The Aviation-BERT-NER model enhances the extraction of key terminology from aviation safety reports, such as those found in the NTSB and ASRS databases. A central feature of Aviation-BERT-NER’s approach is its use of templates, designed to reflect the diverse formats and scenarios found in real-world aviation safety narratives. This approach not only supports generalizability but also allows for quick adaptation to evolving aviation terminology and standards. The synthetic training dataset can be tailored to accommodate any number of entities while ensuring balance and diversity. In this work, over 70,000 synthetic sentences were generated for training Aviation-BERT-NER to recognize 17 distinct entities. For testing, real NTSB accident narratives were manually annotated to assess the model’s performance.
Aviation-BERT-NER addresses common challenges in NER models, such as misclassification, by continuously refining template diversity and strategically enhancing its named entity datasets. This proactive approach to model improvement demonstrates the method’s effectiveness in delivering a robust tool for aviation safety analysis. In benchmarking against other NER models, Aviation-BERT-NER outperformed other aviation-specific English NER models while handling more than twice the number of entities. Aviation-BERT-NER achieved an F1 score of 94.78% while identifying 17 entities, compared to Singapore’s SpaCy NER, which had an F1 score of 93.73% for 7 entities.
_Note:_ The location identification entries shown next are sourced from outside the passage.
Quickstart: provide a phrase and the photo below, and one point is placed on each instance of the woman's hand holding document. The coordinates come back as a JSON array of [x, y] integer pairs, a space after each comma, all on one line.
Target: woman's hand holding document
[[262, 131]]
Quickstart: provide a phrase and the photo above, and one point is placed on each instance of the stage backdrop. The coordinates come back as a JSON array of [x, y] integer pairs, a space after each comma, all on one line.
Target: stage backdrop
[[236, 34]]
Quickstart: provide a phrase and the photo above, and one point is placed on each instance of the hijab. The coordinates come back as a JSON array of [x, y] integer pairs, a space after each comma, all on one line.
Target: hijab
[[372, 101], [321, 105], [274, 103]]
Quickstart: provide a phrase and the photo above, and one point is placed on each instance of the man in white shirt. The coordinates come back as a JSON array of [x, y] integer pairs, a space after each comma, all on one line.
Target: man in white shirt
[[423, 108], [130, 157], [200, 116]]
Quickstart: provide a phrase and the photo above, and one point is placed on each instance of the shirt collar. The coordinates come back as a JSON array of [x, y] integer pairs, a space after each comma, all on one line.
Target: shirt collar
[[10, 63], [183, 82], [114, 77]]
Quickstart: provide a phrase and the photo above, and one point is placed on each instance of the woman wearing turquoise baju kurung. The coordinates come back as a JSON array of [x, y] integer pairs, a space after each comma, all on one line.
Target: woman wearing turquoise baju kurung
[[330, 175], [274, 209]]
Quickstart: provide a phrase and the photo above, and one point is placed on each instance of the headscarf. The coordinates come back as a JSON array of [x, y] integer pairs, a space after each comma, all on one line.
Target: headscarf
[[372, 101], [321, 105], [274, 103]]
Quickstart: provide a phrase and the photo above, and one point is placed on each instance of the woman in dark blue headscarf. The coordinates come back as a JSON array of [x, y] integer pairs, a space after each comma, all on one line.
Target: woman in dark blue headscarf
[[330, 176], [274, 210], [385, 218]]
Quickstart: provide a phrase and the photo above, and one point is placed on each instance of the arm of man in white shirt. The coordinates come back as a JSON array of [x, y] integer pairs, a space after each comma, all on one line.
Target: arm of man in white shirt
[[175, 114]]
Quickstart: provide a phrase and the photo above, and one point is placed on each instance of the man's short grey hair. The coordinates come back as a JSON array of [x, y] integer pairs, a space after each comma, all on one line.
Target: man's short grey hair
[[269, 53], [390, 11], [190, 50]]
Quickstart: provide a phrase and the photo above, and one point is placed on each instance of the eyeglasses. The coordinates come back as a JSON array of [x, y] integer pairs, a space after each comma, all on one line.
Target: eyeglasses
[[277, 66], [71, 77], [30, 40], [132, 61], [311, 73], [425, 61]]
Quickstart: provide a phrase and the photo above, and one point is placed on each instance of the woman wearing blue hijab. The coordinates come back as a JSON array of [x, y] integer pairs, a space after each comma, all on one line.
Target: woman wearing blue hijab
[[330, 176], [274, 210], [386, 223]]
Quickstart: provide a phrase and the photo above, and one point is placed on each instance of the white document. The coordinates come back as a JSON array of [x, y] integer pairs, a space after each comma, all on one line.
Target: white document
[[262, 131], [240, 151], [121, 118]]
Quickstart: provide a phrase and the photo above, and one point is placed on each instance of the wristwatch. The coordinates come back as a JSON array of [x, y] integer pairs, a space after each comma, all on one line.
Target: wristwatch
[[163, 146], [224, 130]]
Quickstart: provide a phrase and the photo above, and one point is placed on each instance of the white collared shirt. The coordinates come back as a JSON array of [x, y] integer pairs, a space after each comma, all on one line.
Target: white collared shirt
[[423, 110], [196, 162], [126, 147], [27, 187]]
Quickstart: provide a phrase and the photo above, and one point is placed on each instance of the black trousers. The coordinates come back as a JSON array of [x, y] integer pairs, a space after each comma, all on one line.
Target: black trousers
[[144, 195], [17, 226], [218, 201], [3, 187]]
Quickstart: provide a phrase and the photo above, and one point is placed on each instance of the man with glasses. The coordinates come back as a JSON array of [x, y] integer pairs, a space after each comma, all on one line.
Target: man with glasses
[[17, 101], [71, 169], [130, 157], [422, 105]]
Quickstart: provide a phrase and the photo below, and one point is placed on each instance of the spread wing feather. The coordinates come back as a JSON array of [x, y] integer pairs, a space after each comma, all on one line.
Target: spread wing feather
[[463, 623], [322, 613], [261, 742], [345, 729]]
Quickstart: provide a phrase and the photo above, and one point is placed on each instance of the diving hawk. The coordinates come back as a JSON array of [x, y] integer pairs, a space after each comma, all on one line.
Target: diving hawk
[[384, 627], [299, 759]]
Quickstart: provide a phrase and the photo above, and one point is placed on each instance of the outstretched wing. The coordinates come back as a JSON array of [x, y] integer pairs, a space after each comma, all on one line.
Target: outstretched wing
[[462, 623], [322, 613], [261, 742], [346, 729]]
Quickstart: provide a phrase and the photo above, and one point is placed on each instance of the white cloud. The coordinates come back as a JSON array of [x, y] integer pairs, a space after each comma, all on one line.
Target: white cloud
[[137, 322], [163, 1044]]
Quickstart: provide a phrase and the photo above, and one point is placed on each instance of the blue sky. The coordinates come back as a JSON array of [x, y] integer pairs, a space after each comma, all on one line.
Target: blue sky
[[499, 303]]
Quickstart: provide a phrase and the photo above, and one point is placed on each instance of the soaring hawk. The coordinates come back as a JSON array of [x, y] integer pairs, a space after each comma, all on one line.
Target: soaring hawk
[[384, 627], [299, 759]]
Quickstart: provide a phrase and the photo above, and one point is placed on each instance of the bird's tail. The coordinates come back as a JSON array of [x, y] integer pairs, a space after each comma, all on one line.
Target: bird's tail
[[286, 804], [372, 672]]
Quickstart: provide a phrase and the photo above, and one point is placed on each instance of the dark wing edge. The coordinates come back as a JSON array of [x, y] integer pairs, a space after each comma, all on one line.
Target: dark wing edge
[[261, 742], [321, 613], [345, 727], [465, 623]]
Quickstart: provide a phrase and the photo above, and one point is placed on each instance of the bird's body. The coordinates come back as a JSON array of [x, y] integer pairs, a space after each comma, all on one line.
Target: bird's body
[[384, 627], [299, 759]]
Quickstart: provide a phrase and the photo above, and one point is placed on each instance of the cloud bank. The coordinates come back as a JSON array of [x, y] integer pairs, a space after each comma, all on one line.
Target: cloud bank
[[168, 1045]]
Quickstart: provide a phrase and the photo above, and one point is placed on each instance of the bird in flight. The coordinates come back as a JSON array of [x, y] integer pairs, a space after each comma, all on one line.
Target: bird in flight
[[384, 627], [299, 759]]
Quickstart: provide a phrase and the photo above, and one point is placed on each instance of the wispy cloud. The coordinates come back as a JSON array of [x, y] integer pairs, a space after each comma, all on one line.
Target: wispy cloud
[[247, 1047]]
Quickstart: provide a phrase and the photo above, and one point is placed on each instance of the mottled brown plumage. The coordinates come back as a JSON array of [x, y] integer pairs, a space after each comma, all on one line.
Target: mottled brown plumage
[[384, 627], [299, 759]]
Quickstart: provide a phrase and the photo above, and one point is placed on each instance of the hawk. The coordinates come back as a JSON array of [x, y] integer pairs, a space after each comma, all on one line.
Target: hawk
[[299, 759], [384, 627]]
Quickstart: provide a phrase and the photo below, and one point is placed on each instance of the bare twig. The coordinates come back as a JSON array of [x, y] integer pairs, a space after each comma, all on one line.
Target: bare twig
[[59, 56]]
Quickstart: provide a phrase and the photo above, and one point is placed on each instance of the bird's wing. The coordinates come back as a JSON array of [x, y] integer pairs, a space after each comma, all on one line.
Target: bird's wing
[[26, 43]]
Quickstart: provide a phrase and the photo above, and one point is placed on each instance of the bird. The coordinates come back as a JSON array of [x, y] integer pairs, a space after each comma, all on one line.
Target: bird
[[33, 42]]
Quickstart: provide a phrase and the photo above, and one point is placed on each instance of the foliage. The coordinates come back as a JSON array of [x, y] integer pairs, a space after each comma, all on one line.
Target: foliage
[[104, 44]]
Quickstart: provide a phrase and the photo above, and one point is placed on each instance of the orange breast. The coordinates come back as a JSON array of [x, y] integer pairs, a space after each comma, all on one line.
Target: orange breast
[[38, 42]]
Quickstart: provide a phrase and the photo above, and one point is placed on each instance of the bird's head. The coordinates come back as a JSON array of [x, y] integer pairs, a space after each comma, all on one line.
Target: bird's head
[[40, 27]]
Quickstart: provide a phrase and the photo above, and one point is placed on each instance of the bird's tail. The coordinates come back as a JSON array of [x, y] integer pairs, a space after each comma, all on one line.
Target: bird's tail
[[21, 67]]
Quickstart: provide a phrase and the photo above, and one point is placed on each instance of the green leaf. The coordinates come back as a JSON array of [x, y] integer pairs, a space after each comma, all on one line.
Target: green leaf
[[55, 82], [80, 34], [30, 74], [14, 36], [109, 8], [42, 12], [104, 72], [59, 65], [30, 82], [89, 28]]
However, the model has limitations in handling entities it was not trained to recognize, such as aircraft engine details, telephone numbers or addresses, which may appear in real-world aviation safety reports. Future work will focus on addressing these gaps. Future work will also involve integrating Aviation-BERT-NER into an Aviation-KGQA system. This integration aims to enhance the KGQA system’s ability to formulate accurate query responses by leveraging structured knowledge graphs for detailed information retrieval.